En effet, les personnages de Le Havre se caractérisent autant par des valeurs collectives (solidarité) que par une morale personnelle (courtoisie) : la réunion de ces deux notions constitue tout un système de vie populaire que Jean-Claude Michéa appelle, d’après G. Orwell, la "common decency" (dans Le Complexe d’Orphée, 2011), système que la "gauche" a aujourd’hui totalement oublié pour s’aligner sur le cynisme libéral.
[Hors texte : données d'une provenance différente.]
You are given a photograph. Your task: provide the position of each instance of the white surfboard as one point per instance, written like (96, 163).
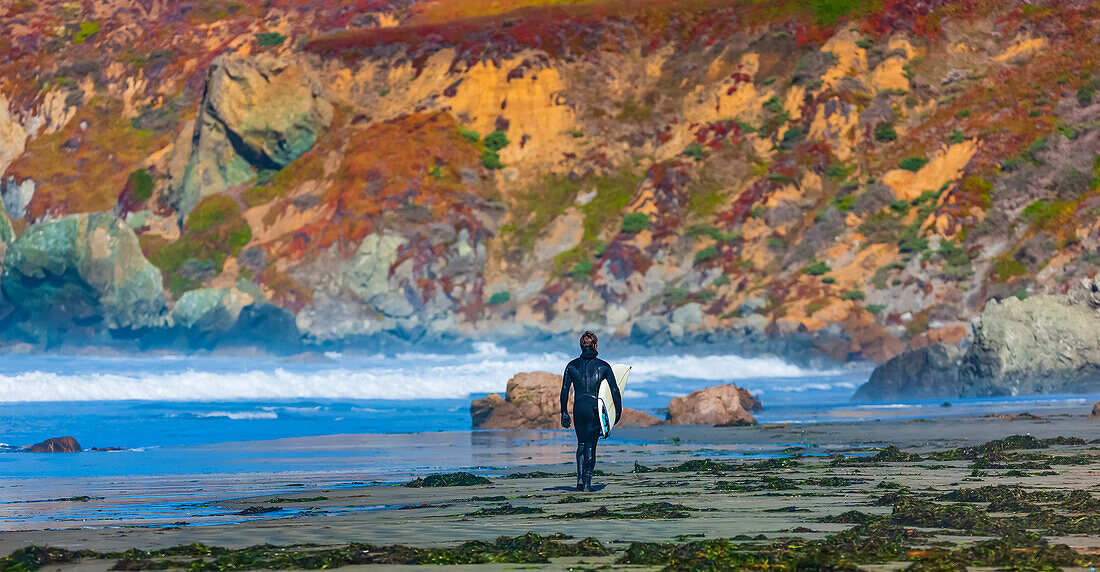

Cette common decency rapproche d’ailleurs de Le Havre un autre film de la sélection cannoise : Le Gamin au vélo, dont l’héroïne, Samantha (qui exerce comme M. Marx un métier modeste : coiffeuse et cireur de chaussures) adopte un enfant abandonné par son père, sans se poser de questions, simplement parce qu’il a besoin de son aide. Que Kaurismäki et les frères Dardenne arrivent à cette notion par la tradition socialiste (marxiste, s’entend) ou chrétienne (catholique) importe peu : toutes deux ont en commun un humanisme fondé sur l’idée que les hommes, quand ils se rencontrent, sont portés à s’entendre et à s’entraider, et non à se sauter dessus pour s’entredévorer, comme dans la tradition libérale anglo-saxonne (illustrée actuellement par le film sinistre de Polanski, Ravage). Le Gamin au vélo est ainsi une parabole sur la grâce : conformément à la théologie catholique (opposée à la théologie protestante), la grâce s’offre à tous, il suffit de vouloir la recevoir ; le gamin, Cyrille, tombe littéralement sur Samantha, dont il accepte la grâce (c’est-à -dire l’amour désintéressé) qui lui permettra (après une chute dans la délinquance) de retrouver le respect de soi et des autres. De même, Idrissa atterrit dans un conteneur au Havre de Grâce (nom complet de cette ville fondée au XVIIe siècle) et parvient à rallier Londres et sa famille grâce à la solidarité de tous les amis de M. Marx. Mais il ne sera pas le seul bénéficiaire de cette bonne action : comme dans la théorie de la communion des saints, l’amour ainsi déployé déborde son objectif et opère aussi la guérison miraculeuse d’Arletty, la femme de M. Marx.

Que ces deux films ressemblent à des contes de fées et parlent de miracle est sans doute significatif d’une lassitude à l’égard de la situation historique réelle - mais pas d’une démission. Ils nous proposent en effet des valeurs et des schémas d’action.

Après 30 ans de cynisme et de dénigrement des idéologies (c’est-à -dire de la vraie tradition socialiste, libertaire ou marxiste), ils sont peut-être les signes d’un retour aux valeurs "ringardes" de la gentillesse, de la bonne foi, du sens du devoir, de l’honneur, et de la solidarité.

Rosa Llorens

Rosa Llorens est normalienne, agrégée de lettres classiques et professeur de lettres en classe préparatoire. Elle a la double nationalité française et espagnole.